George Orwell once said that if you want a vision of the future, imagine a boot stamping on a human face forever.
In DC, that future is now:
Mark Witaschek, a successful financial adviser with no criminal record, is facing two years in prison for possession of unregistered ammunition after D.C. police raided his house looking for guns. Mr. Witaschek has never had a firearm in the city, but he is being prosecuted to the full extent of the law. The trial starts on Nov. 4.
The police banged on the front door of Mr. Witaschek’s Georgetown home at 8:20 p.m. on July 7, 2012, to execute a search warrant for “firearms and ammunition … gun cleaning equipment, holsters, bullet holders and ammunition receipts.”
None of that is illegal under the Constitution. And the last part isn’t illegal under DC law (where which “shall not be infringed” means “licensed, restricted, forbidden, and banned for all but the ruling class”).
His 16-year-old son was in the shower when the police arrived. “They used a battering ram to bash down the bathroom door and pull him out of the shower, naked,” said his father. “The police put all the children together in a room, while we were handcuffed upstairs. I could hear them crying, not knowing what was happening.”

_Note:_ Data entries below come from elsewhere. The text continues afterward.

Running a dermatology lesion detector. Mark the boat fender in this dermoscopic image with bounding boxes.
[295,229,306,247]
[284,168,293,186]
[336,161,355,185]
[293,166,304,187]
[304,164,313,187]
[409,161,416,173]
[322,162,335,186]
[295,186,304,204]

DCPD hard at work terrorizing children and teenagers. I guess they must’ve wanted to do this Elian Gonzales-style.
The police shut down the streets for blocks and spent more than two hours going over every inch of his house. “They tossed the place,” said Mr. Witaschek. He provided photos that he took of his home after the raid to document the damage, which he estimated at $10,000.
The police found no guns in the house, but did write on the warrant that four items were discovered: “One live round of 12-gauge shotgun ammunition,” which was an inoperable shell that misfired during a hunt years earlier. Mr. Witaschek had kept it as a souvenir. “One handgun holster” was found, which is perfectly legal.
“One expended round of .270 caliber ammunition,” which was a spent brass casing. The police uncovered “one box of Knight bullets for reloading.” These are actually not for reloading, but are used in antique-replica, single-shot, muzzle-loading rifles.
Your federal tax dollars at work.
Emily Miller makes the same point I would:
Police Chief Cathy L. Lanier reserves such harsh tactics for ordinary citizens. When NBC News anchor David Gregory violated the gun-registration law last year by wielding an illegal 30-round magazine on live television, he was not arrested.
Mr. Nathan also gave Mr. Gregory a pass, writing that prosecuting him “would not promote public safety.”
Witaschek is looking at two years in prison for the shotgun shell and the brass. Also noteworthy is that the DCPD skipped over to Virginia, where he keeps his guns, in order to go after him there.
Two weeks after the June raid, D.C. police investigators went to his sister’s house — unaccompanied by Virginia police and without a warrant — and asked to “view” the firearms, according to a police report. She refused. The next day, the D.C. police returned to her house with the Arlington County police and served her with a criminal subpoena.
Looks like that’s pretty conclusive evidence that if they know you have guns, they’ll go after you. What triggered all this? A false statement by an ex-wife that was found “without merit” by a judge. Commenting on the tyranny of family law and how it’s horribly biased is a whole other can of worms, though.
In the meantime, it’s important to realize that this man’s children were dragged naked and handcuffed into a room while his house was ransacked and the entire block was shut off so a dud shotshell and a brass case could be found. I’m sure that’s what the Founders meant by “shall not be infringed”, and non-sarcastically, this is what the left means by “reasonable gun control”.
No word on whether the DCPD is going to be wearing some snazzy Hugo Boss uniforms with skulls on them yet.
Updated with Professor Jacobson’s newer version of the David Gregory meme replacing the older one to more accurately represent the case, too.